The proposal from GOP Rep. Frank Carroll would require companies doing business with the state or local governments to certify they won't refuse to work with firearms-related companies.

Carroll and other GOP supporters said some banks are refusing to do business with firms involved with the firearms industry. They framed it as an issue of preventing people from exercising their Second Amendment rights.

"Why would you not want to do business with a Second Amendment-related business?" Republican Rep. Quang Nguyen asked a lobbyist for the banking industry during a Wednesday House Judiciary Committee hearing. "I feel that it's more political."

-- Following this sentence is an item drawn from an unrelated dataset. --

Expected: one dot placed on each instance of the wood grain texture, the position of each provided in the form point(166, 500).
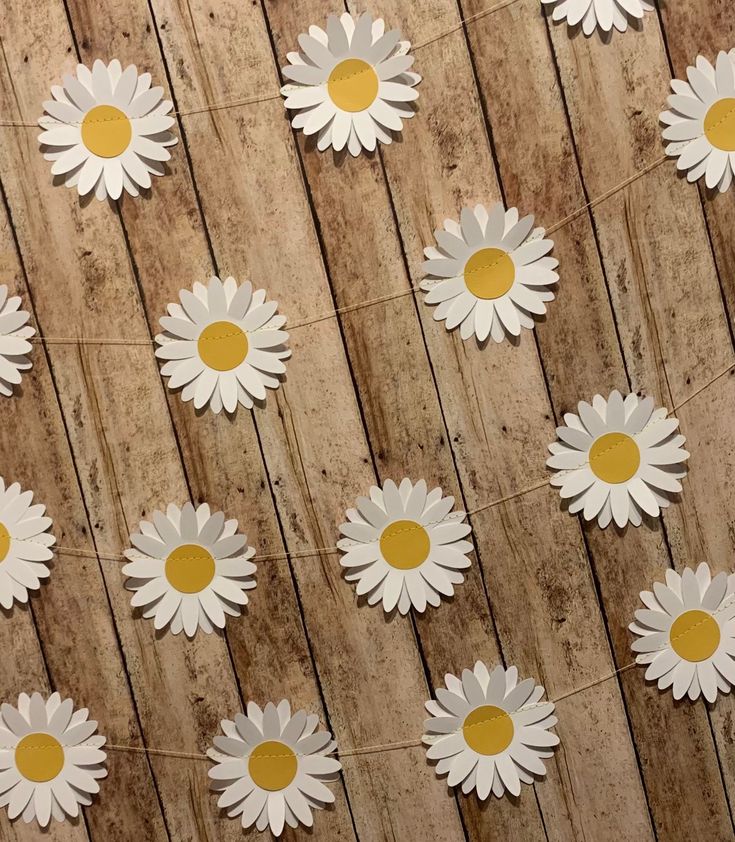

But bankers resisted the bill, calling it government overreach for lawmakers to try to force businesses to deal with other companies against their will and said lawmakers are creating a problem with a non-issue in Arizona.

"This seeks to have government interfere with those private businesses and come put their finger on the scale in support of a single industry," said Jay Kaprosy, a lobbyist for the Arizona Bankers Association. "What this bill is asking you all to do is to pick winners and losers about what businesses in Arizona we're going to favor and that's where we have a problem with it."

Kaprosy said a bank loan officer specializing in farm banking, for example, might reject a loan application for a gun manufacturer because it is outside their firm's focus and that under Carroll's proposal that bank could be barred from handling government banking.

The legislation follows the shutdown of social media sites popular with extremists, including Gab and Parler, when their web hosts, banks or payment processors refused to continue doing business.

Odther states targeting gun manufacturers

The Arizona bill stands in contrast to efforts in more liberal states to target gun manufacturers.

New York last year passed a law aiming to make it easier to get around a federal law that gives gunmakers immunity from lawsuits.

California Gov. Gavin Newsom, a Democrat, has proposed another approach targeting firearm companies' bottom lines, modeled after a Texas anti-abortion law that allows private citizens to bring lawsuits against those who assist with an abortion.

Attorneys general in 13 states and the District of Columbia have also backed a lawsuit brought by the Mexican government against gun manufacturers. Public pension plans in several states have faced pressure to divest stakes in firearms companies.

Michael Findlay, director of government relations for the firearms industry trade group the National Shooting Sports Foundation, said the Arizona measure is justified because gun businesses have faced discrimination in banking.

"This bill is a Second Amendment bill," Findlay said. "We have members in the state of Arizona as well as all over the country that have been discriminated on access to capital, payment processors."

Similar legislation has been enacted in Texas, Wyoming and Georgia, he said.

But Kaprosy said the proposal is purely political and threatens the independence of the banking industry.

"It's a stretch to suggest that this is a Second Amendment issue," Kaprosy said. "This is a political issue in which banks and other businesses are innocent bystanders, frankly, in a war of words and culture that is going on outside the banks."

Party-line vote

The committee voted along party lines, 6-4, with no Democratic support. The bill now heads to the full House after a routine review by another committee.

Two more firearms-related bill that passed the Arizona House on Thursday would loosen gun laws by allowing firearms in libraries and many other public buildings and by permitting loaded weapons to be carried in vehicles on school grounds.

Debates on two other proposals — one allowing guns on university campuses and another to let people between 18 and 20 years of age get provisional concealed weapons permits — were delayed.

Arizona already has some of the least restrictive gun laws in the nation, allowing anyone legally allowed to own a gun to carry a firearm without a permit, making permits for concealed carry exceptionally easy to obtain and allowing private gun sales without background checks.